Tech's Cremins lets Best make his point

February 06, 1994|By Paul McMullen | Paul McMullen,Sun Staff Writer

COLLEGE PARK -- Basketball is a simple game when Travis Best is running the point.

"I basically put the game in Travis Best's hands," coach Bobby Cremins said after Georgia Tech had followed its junior guard to an 83-71 victory over Maryland. "Travis just took over."

When the Terps opened their Atlantic Coast Conference schedule with an upset of then-No. 12 Georgia Tech in Atlanta on Jan. 4, Best was outplayed by his counterpart, sophomore Duane Simpkins. The roles were reversed yesterday, as Best made 10 of 13 field-goal attempts for one of his best shooting performances ever in the ACC and a game-high 23 points, and Simpkins was limited to five points on one of five shooting.
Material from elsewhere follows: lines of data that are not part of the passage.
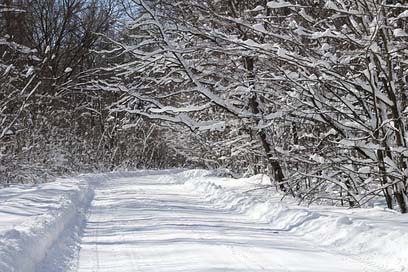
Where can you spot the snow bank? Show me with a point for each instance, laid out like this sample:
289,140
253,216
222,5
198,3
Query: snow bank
34,217
375,236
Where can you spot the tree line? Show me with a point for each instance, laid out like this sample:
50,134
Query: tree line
312,93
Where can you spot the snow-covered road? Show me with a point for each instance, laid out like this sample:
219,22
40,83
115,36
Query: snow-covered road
188,221
148,223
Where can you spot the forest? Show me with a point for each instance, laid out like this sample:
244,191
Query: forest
312,93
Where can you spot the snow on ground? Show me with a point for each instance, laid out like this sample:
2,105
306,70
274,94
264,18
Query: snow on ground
188,221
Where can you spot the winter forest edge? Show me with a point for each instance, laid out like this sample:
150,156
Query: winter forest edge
312,93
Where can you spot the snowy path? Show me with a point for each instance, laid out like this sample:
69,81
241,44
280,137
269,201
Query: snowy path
148,223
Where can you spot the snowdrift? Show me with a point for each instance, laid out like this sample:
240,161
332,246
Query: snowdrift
375,236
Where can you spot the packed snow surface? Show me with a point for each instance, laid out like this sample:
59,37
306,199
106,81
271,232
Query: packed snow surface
188,221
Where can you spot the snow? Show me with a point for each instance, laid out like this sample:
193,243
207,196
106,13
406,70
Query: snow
188,221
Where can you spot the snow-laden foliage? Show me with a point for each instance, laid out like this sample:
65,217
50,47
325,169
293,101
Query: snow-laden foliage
313,91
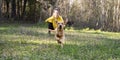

"I knew he was going to try to come here and do to me what I did to him [in Atlanta]," Simpkins said. "Not only is he a great shooter, but he penetrates. That makes it more difficult to guard him."

Best hit four of five shots in the first half, but that didn't compare to what he delivered after Maryland had chopped an early 12-point deficit to 46-44 five minutes into the second half. On Georgia Tech's next three possessions, Best made his only three-pointer of the game; avoided a double-team and started a sequence that led to an easy basket; and hit a runner at the foul line that barely beat the shot clock.

Five minutes later, the 5-foot-11 left-hander from Springfield, Mass., again toyed with the 35-second clock and the Terps. Guarded by Matt Kovarik, Best dribbled down the last 10 seconds and released a 20-footer just inside the top of the three-point line. The shot clock sounded during its descent, and it gave Georgia Tech a 58-53 lead with 8:05 left.

"He controlled things in the second half when we made a run," Maryland coach Gary Williams said.

Roy Williams and Bobby Knight fumed when the closely guarded, five-second rule was abolished. Best, a one-man offense against a press who played 38 minutes without a turnover yesterday, was delighted. Besides averaging 18.7 points, he leads the ACC in assists (5.8) to turn overs (2.3) ratio, and as long as the ball is in his hands, the Yellow Jackets have a chance.

"Not having the five-second rule makes the game more fun for me," Best said. "Today was fun. It's been rough losing, and that's taken away from the fun."

The earlier loss to Maryland began a 2-7 slide and much soul-searching by the Yellow Jackets, who might require a victory in the ACC tournament to keep alive their string of consecutive NCAA tournament appearances, which reached 10 last year. Georgia Tech is 12-8 overall and 3-6 in the ACC, and it gets Duke and North Carolina this week.

Best said it's not too late for Georgia Tech, but even if the Yellow Jackets don't make the NCAAs, there will be a next year for him. jTC Best said he won't be going to the NBA early, so Georgia Tech's run of first-round draft picks will probably end at five years.

"We needed this game, but a loss wouldn't have killed us," Best said. "Still, you don't want to go to the ACC tournament having to win it to get into the NCAAs."